With this history, the need has never been greater for a national conversation about extricating ourselves from fealty to foreign patrons and claiming the right to make our own decisions. I might not like our decisions, but we need to be free to make them. Our current patron is a corrupt and dangerous regime.

Until we stop celebrating our non-existent international influence and have that conversation, we continue down the same path. That includes complicity in the recent killing of more than 100 civilians in Mosul. Canada might have stopped direct bombing, but our Polaris refuelling project literally fuels the bombing and resulting civilian deaths.

The conversation needs to include funding priorities. Canada’s military expenditures have been rising for 20 years. Last year, they reached $28 billion. Spending on environment and climate change, the greatest threat to our security, has remained flat at about $1 billion.
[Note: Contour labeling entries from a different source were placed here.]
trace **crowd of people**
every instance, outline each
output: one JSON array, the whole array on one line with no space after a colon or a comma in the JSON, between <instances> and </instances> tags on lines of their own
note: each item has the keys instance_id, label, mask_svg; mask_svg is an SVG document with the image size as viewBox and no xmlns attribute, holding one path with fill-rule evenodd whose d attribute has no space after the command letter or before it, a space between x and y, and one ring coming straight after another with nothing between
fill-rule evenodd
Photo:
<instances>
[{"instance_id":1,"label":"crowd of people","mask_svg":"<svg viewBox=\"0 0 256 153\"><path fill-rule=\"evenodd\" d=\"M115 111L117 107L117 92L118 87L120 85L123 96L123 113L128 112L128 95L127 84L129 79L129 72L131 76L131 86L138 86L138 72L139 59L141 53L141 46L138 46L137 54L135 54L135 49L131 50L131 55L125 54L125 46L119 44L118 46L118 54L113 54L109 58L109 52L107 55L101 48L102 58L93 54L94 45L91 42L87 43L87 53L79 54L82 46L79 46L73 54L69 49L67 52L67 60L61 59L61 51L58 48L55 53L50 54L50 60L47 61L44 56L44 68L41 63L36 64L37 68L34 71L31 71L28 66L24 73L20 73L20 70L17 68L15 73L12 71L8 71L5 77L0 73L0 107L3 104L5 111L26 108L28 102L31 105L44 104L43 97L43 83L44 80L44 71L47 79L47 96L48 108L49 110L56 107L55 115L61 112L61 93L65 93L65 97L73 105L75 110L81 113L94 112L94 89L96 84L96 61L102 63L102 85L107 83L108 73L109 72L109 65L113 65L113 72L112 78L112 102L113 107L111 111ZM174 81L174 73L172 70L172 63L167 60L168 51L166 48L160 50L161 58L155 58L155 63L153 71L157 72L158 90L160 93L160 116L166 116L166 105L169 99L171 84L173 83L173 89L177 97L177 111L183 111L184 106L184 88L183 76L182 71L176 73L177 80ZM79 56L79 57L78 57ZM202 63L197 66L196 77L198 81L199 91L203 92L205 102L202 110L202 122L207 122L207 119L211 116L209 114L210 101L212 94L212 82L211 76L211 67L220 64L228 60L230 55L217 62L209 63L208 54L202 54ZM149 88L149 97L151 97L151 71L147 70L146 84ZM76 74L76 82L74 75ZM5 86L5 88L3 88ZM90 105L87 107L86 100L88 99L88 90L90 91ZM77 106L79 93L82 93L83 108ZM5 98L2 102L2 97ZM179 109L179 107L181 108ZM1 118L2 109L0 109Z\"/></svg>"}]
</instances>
Yet the Department of National Defence will soon tell us that its 2016 review shows a need for more weapons. More bombers. More submarines. To what end? Peace? Security? Please.

The Canucks and Royals are done. Now is the time to talk.

 

William Geimer is a veteran of the U.S. 82nd Airborne Division, and a retired lawyer and law professor. His latest book is Canada: The Case for Staying Out of Other People’s Wars.